The new fund, backed by Barclays, HSBC, Lloyds, Royal Bank of Scotland, Santander and Standard Chartered, aims to invest in individual companies with a turnover of between £10 million and £100 million, in return for an equity stake of at least ten per cent.

Managed by an independent investment company based in London and a range of regional offices, banks will put £350 million into the pot over the next two years – spreading the rest of the total £1.5 billion contribution between now and 2020.

As Fund Chairman and Barclays Chief Executive, John Varley, explains: “As banks we have an obligation to help the UK economy return to growth. The private sector will play a key role in the recovery and it’s our job to help viable firms to be successful.”

What can the fund achieve?

But Angela Knight, chief executive of the British Bankers Association, says and her members are still cautious about how much the fund can achieve – and says its scope could be limited.

“The anticipation at the moment is it will do about 75 companies a year, a bit like where 3i (an international investment company) used to be when it was in this sector,” she explained. “That figure will also depend on what businesses want and we are hopeful that others will come in and commit to the fund.”

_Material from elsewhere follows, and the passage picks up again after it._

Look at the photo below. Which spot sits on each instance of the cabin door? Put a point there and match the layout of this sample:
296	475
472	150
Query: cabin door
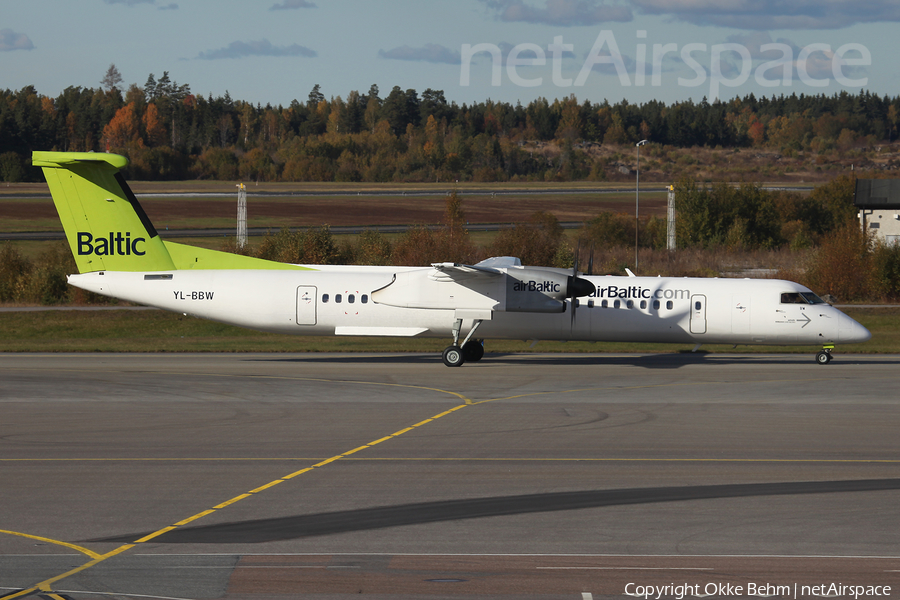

The BBC’s Business Editor, Robert Peston, agrees – urging a seasoned, measured view of what the BGF can hope to achieve.

“It is important not to get too carried away,” he says. “I calculate that it will be able to provide risk capital to around 250 middling companies over a number of years (based on the banks’ assertion that they’ll provide £1.5 billion of equity finance in individual lumps of between £2m and £10m).

“That will be seen as a useful contribution to the growth potential of a segment of the economy that has typically found it hard to raise capital. But it won’t be transformative.”

It may not be the cure-all solution that the Coalition originally hoped for but with such a large amount to invest, the BGF’s contribution will at the very least represent step in the right direction.